TREATMENT OPTIONS, EXPECTED OUTCOMES, AND COMPREHENSIVE MANAGEMENT
Heart failure management is driven by current clinical practice guidelines. In the United States, these guidelines are developed by two main task forces: the American College of Cardiology Foundation/American Heart Association (ACCF/AHA; circ.ahajournals.org/content/early/2013/06/03/CIR.0b013e31829e8807.citation) and the Heart Failure Society of America (www.heartfailureguideline.org/). A summary of these guidelines is presented in this chapter.
Heart Failure Classification
The ACCF/AHA and the New York Heart Association (NYHA) have developed classification systems for heart failure (Tables 10.6 and 10.7). Both systems provide useful and complementary information about the presence and severity of heart failure. The ACCF/AHA stages of heart failure emphasize the development and progression of disease and can be used to describe individuals and populations, whereas the NYHA classes focus on exercise capacity and symptomatic status of the disease (Yancy et al., 2013).
ACCF/AHA Stage A HFrEF
Primary prevention of heart failure should focus on prevention and treatment of underlying conditions associated with an increased risk of development of heart failure. Table 10.1 lists the etiologies for heart failure development. Ischemic heart disease/MI, hypertension, diabetes mellitus, and obesity encompass modifiable risk factors that may reduce the incidence or severity of heart failure.
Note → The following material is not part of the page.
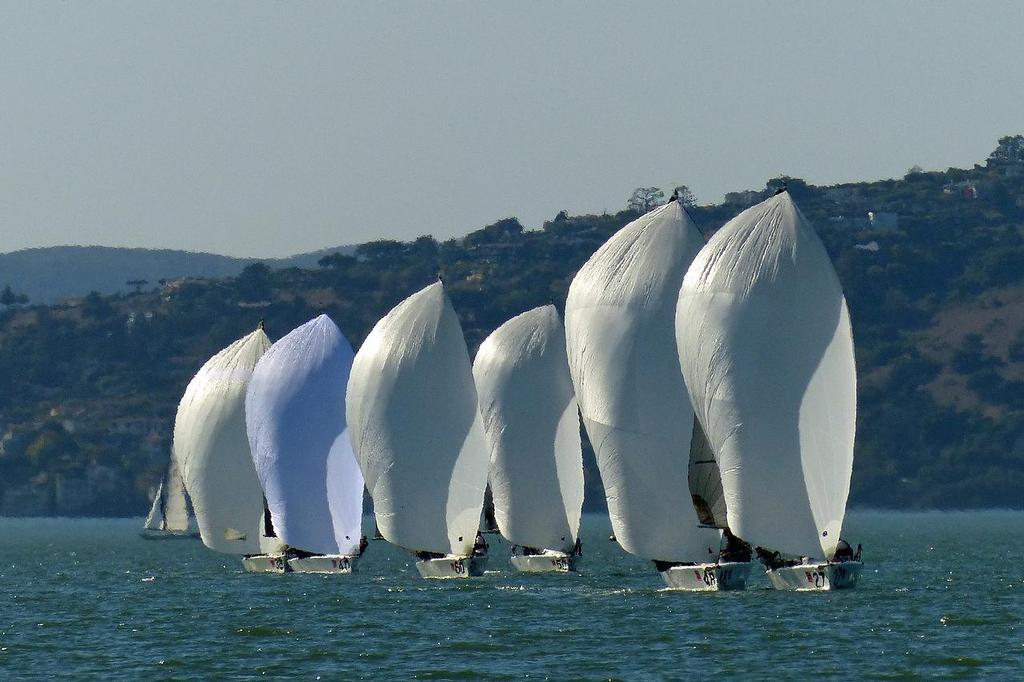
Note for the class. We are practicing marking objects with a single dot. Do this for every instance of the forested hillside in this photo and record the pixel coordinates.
(932, 264)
To understand how to prevent ischemic heart disease/MI and hypertension, one must first evaluate for risk factors for developing these conditions. To prevent heart failure, it is important to emphasize reduction in dietary fat and sodium consumption, weight maintenance, regular physical activity, and smoking cessation. In patients who already have a history of ischemic heart disease/MI, prevention of disease progression is also crucial (refer to Chapter 9, “Dyslipidemias”; Chapter 8, “Coronary Artery Disease”; Chapter 11, “Hypertension”; and Chapter 15, “Diabetes Mellitus,” for evidence-based guidelines related to the prevention, diagnosis, and management of these conditions).